We sell books, of course. Cave Art Press was represented at two functions in October on the same weekend. We simply divided and conquered. Cissy Miller and Lisa Wright attended the PNBA tradeshow in Tacoma; and I presented at Write on the Sound conference in Edmonds. Here’s a brief account of what we learned:
Cissy Miller, Marketing Director:
I just attended my first book trade show. Although I was briefed, instructed, and warned, I wasn’t prepared for the mob of booksellers who swarmed the exhibitors’ hall. Our display table was by far the most attractive. Who wouldn’t be lured by a basket containing a huge chunk of smoked salmon, a jug of hooch from a local distillery, and our three latest titles? Our books were beautifully displayed, and our discount offer available. My colleague, Lisa, and I were eager to wax eloquent about these new titles, which we did—a lot. But honestly, I think our bowl of candy corn kept the booksellers revisiting. Don’t get me wrong; the show was a resounding success. I met booksellers from all over the west coast and I was able to make connections and get a real feeling for this business that is new to me. I realized how lucky I am to be working for such an amazing publishing company. Next year I’ll bring two bags of candy corn.

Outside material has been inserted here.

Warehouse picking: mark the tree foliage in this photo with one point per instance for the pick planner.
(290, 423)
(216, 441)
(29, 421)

Kathleen Kaska, Marketing Director:
Working at Cave Art Press for two years, I’ve learned a lot about marketing. I learned even more at Beth Jusino’s Write on the Sound presentation, Market While You Write. Beth is a freelance editor, award-winning writer, teacher, and publishing consultant. She takes the anxiety out of marketing by promoting six building tools for authors, which also apply to publishers or anyone operating a small business. It’s not necessary to use all six, but the first is a must. Here they are (summarized) with a few comments of my own:
1. Authors must have and build a mailing list—e-mail, not snail-mail. (This is a quick and easy way to post announcements and news, usually through a newsletter like Mail Chimp or Constant Contact.)
2. Publish articles associated with your book in literary journals and magazines. (This is free advertising and it’s a bonus if you get paid to write the article.)
3. Create a blog, which can be part of your website, to provide your readers with helpful tidbits about a topic in which you’re are well-versed. (Cave Art Press has the Five-Minute Writing Tip, which is sent in our newsletter.)
4. Build a social network on Facebook, Twitter, Pinterest, LinkedIn, Instagram, Goodreads, etc. (Facebook and Twitter are used most often. Facebook is your very own group and Twitter is more universal.)
5. Volunteer when you attend a conference. (When I presented at the Sherlock Holmes conference in Seattle a couple of years ago, I volunteered a few hours during that weekend. This gave me additional opportunities to meet people and talk about my books.)
6. Schedule public speaking engagements. Beth calls this “getting on the platform.” (Nowadays, authors must do more than arrange for book signings at book stores. Great venues for talking about your book are libraries, community organizations, conferences, book shows, or any locations associated with your book. For example, if your book has an environmental focus, contact nature centers, wildlife organizations, and museums. Not everyone is comfortable speaking in public. If it terrifies you, start with more intimate settings, like a book group, especially one that’s read your book. A book-launch party is also an informal way of promoting. Think of it as a cocktail party with your book as the main topic of conversation. Organize a panel with other authors so you’re not alone. Toast Masters helps you learn to develop speaking skills with positive feedback. But really, the more you do it, the easier it gets. Start with the tools you’re most comfortable with and build momentum as you gain confidence.